I grew up in a town where being dark skin was beautiful but when I relocated it was a different kettle of fish. Living in the UK was where I began to hate myself. I was called dark fader and kanu. I had a strong jamaican accent in which kids found it hard to understand me. Everyone was so use to the commercial Jamaican accent that mine seemed like a pretence. Yes I was bullied, mocked and even pushed around.


In Jamaica where I grew up, I was the only half African in the entire school. At this point I had my father's surname.

Can you imagine having a name that did not meet society standards at that time?


Yes you guess it, I was called every name under the sun. I even had kids that clicked and asked is that how your dad communicates. I even had the question do they really eat with their hands. Do they live in huts? Made me even question if they were that primitive.

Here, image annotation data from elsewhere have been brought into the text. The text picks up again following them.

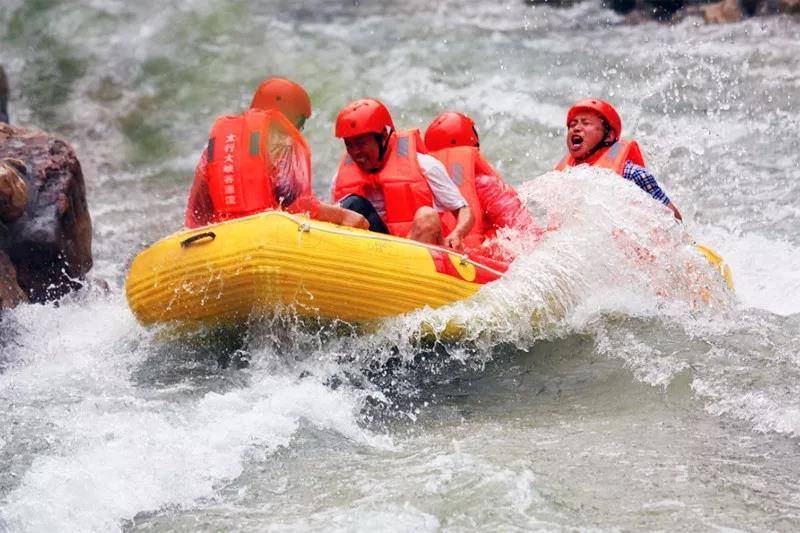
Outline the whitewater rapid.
[0,0,800,531]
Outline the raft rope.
[264,211,504,277]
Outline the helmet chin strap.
[583,119,617,160]
[369,126,394,174]
[375,126,394,161]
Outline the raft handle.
[181,231,217,248]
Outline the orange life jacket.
[206,109,311,222]
[333,130,444,237]
[430,146,490,240]
[555,140,646,176]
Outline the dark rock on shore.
[0,66,9,124]
[0,124,92,302]
[525,0,800,24]
[0,250,28,310]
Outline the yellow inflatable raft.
[126,211,502,324]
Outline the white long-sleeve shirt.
[331,153,467,218]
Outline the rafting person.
[555,98,683,220]
[332,99,475,250]
[184,78,369,229]
[425,111,538,246]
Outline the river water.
[0,0,800,531]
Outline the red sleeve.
[269,128,319,218]
[183,150,214,228]
[475,174,537,230]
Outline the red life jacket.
[206,109,311,222]
[555,140,647,176]
[333,130,452,237]
[430,146,496,240]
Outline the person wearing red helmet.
[556,98,683,220]
[184,78,368,229]
[332,99,474,250]
[425,111,537,244]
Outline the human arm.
[417,154,475,249]
[444,206,475,250]
[183,150,214,228]
[622,161,683,220]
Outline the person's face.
[567,111,614,161]
[344,133,383,172]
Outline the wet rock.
[0,250,28,311]
[700,0,744,24]
[0,159,28,222]
[0,65,9,124]
[525,0,581,7]
[778,0,800,15]
[0,124,92,302]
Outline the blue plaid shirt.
[622,161,669,205]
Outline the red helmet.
[425,111,478,151]
[336,98,394,139]
[567,98,622,138]
[250,78,311,126]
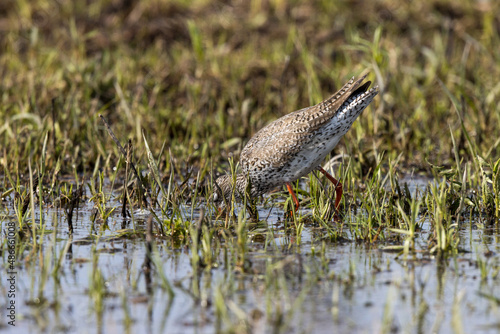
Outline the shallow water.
[0,180,500,333]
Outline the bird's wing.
[240,75,370,173]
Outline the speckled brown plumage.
[214,75,378,204]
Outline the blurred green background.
[0,0,500,173]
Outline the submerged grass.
[0,0,500,333]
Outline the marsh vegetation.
[0,0,500,333]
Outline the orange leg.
[286,182,299,212]
[319,166,342,210]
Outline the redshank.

Before you judge me, I did not know anything about my father's home land. I grew up in an environment in which I was learning from my jamaican family which were very backwards. What made me not really get bullied at military school was the fact that my family was wealthy at the time.


So coming to the UK properly was a shock for me. For the first time in my life I saw my dad eating with his hands. I heard him speaking another language, there was no clicks but I was I'm awe. My grandma started to send traditional outfits which I started to wear but after a while was a bit embarrassed.


The first nigerian food I tried was stew and rice... yep you guessed it I was not a fan.

Going to school I realised that there was some nigerian kids I was excited because I wanted to gain some information about Nigeria. They were cold towards me and was speaking in their language. I was super disheartened 😔. Kids can be mean. They called me a half breed, is it somebody like you we want. They would laugh and mock me. They even said I don't look nigerian so why am I begging it.


The weirdest thing, the nigerian kids were pretending to be Caribbean. I was super confused, why would you not claim where you are from.


There was a massive rivalry between the Africans and the Caribbeans at school. I had so much information to educate the bristish Jamaicans that automatically I fit in with the Caribbean side. I was happy in a sense because this meant I was not an outsider. If I joined the african side where would I fit in. I knew nothing about the culture or them in general.


In addition, it was a taboo to be jamaican at that point, so I erased my African side just so I could fit in. If you were african at that time you would of been called an african bobo I refused to be that. I refused to be nigerian because at that point it would not be cool ....


Things changed when I got to university. Nigerians were running things and by then I had already educated myself with Google. In addition, I was building a relationship with my nigerian side. I started to learn the culture and even went to nigeria to see what it was like.


Coincidentally I met my cousin Toisin at university he taught me the dances, the culture and the food. I felt accepted and I felt I could embrace the mix ... I can now say I'm proud to be a nigerian. I nearly missed out on a beautiful culture.